Isis, i jihadisti pentiti bevono per dimenticare:
"Ho visto bruciare vivi 128 uomini"
Sulla tv tunisina Abu aveva la faccia oscurata, ma l’hanno riconosciuto lo stesso. "Pagato", dicono, per raccontare che la guerra santa non è come la raccontano, che lui non ce l’ha fatta più ed è tornato.
"Ho visto bruciare vivi 128 uomini - ha ricordato -. Musulmani come me. Non ho capito perché dovessero morire. Li sogno tutte le notti. E l’unico modo per non pensarci è bere".

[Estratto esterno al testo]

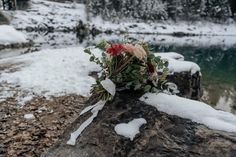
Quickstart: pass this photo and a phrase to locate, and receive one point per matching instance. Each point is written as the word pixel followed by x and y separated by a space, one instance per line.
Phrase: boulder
pixel 4 19
pixel 163 135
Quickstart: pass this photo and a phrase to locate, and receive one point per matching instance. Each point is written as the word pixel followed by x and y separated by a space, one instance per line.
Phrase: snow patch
pixel 196 111
pixel 9 35
pixel 177 63
pixel 53 72
pixel 29 116
pixel 131 129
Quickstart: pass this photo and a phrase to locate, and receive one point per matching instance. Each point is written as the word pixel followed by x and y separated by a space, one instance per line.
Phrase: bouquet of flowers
pixel 128 66
pixel 124 66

REDUCI E sono molti come lui ad essere tornati dall’inferno. In Tunisia la legge vieta il rimpatrio, in Algeria stanno pensando a una sorta di reintegrazione. "Esiste il problema dei rientri", ammette l’ex ministro dell’Interno tunisino, Lotfi Ben Jedou, in un'intervista riportata sul Corriere della Sera.
La Tunisia è il più grande esportatore mondiale di jihadisti in rapporto alla popolazione. In tutto tremila, meno complessivamente ma tanti in percentuale. Familiari che si svegliano al mattino e trovano biglietti di chi ha scelto di andare a combattere, uomini che si fanno esplodere e volontari che compiono orrori in nome della Jihad. Poi alcuni di loro si pentono e vorrebbero chiudere. "All’inizio, l’Isis mi ha fatto stare nelle sue guest house con internet, la tv, tutti i comfort - ha spiegato ai giudici Mohamed Saadouni, un marocchino -. Poi ho capito che non ero lì per combattere Assad: il mio nemico era l’Esercito di liberazione siriano. Avevo lasciato soli i miei figli per uccidere altri arabi! L’errore più grande della mia vita".
La sua situazione è uguale a quella di almeno 200 tunisini detenuti in Siria.